On a personal note that doesn't really have anything to do with the quality of the movie, I was struck by a scene where the characters note how young one of the contestants in the titular walk seems, because, to me, watching the movie, all these actors looked like kids. I'm getting older, and I'm looking at the walk ahead, and somehow I don't think any wishes will come true at the end of it.

4. Frankenstein

I'm surprised how much I liked this movie. I've never really vibed with Guillermo del Toro as a director before. He seems nice enough, and his choice of material has been right up my alley, but I just haven't got him like I've gotten, say, Wes Anderson up there. In a similar manner, as Gothic archetypes go, I've always been more of Dracula guy than a Frankenstein guy, personally. (Or, you know, werewolves.)

But this movie finally got to me. I would say it's the second best adaptation of the Frankenstein story ever (after The Bride of Frankenstein, of course), though I guess my antipathy to that kind of story wouldn't make me the best judge of that. It just worked for me in a way a lot of versions of this story didn't.

3. Zootopia 2

I was kind of hoping when I would get to review this movie that I would use it to finally put the horrors of the year 2016 to rest. But, no, we're still stuck in them. Some have gotten worse, sure. But I don't get people talking about 2016 nostalgically, because I remember it. It sucked at the time. 2016 sucked. Except for Zootopia.

One thing about this movie that Disney hasn't done in the past, at least in their animated movies, is that this is actually a murder mystery. Yes, the murder happened in the distant past, but they still solve the crime of murder. Yes, the murderer basically gets away with it, too. That's going back to my whole Gothic theme I've been creating with this list. The horrors of the past beget the horrors of today.

2. Wake Up Dead Man

Of course, another aspect of the Gothic is expressed in this more traditional murder mystery, and that's that it's all fake. The Gothic literature tradition that Dracula and Frankenstein came out of was started by a guy who lived in a fake "ancient" castle he built himself. The characters of this movie point out that the "Gothic" church the story mostly takes place in is only decades old, at most, and there's a similiar church in my hometown I hate because I literally have Pokémon Go monsters older than it.

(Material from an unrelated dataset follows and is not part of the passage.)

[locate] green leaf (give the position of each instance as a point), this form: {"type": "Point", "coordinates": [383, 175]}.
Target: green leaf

But there's also still value to telling the stories, even if they are just stories. In this story, for example, there's a scene involving a simple phone call that is absolutely one of the best representations of why religion is still important to people, even today. Nestle that in a fun Gothic murder mystery, and you have my attention.

1. Sinners

Well, we've had zombies and witches and death itself and even some wolves who have human attributes (if not exactly werewolves), so now it's time to bring on the bloodsuckers! This is another classic Gothic story, told well, but that's why the Gothic horror story, and all the weird mutations off of it, have lasted so long, and so successfully. The idea of the past coming alive and living on as some sort of malevolent force has so much applicability.

There is a scene that illustrates this so well. A song with magical powers is sung, and we see how it connects to the past, and the future with the way its staged. It's insane how good it is! And yet, this exact performance is what draws the vampires to attack the main characters. Because that's the way it works sometimes. Remember, not all horror movies end happily ...

Comments

Your rating: None

I know I've never been much a movie watcher, but I know it's gotten bad when they only one I've seen of this list is Sinners. Which makes me laugh and will make me wonder if I just so happen to get caught seeing it with a group during the year means it's probably going to be a high rank.

I think the reason it has been so revered is because it mixes the horror and musical genre, which are two genres that typically don't get mixed. And done so in such a way that compliments both genres in a way you never knew you wanted to see.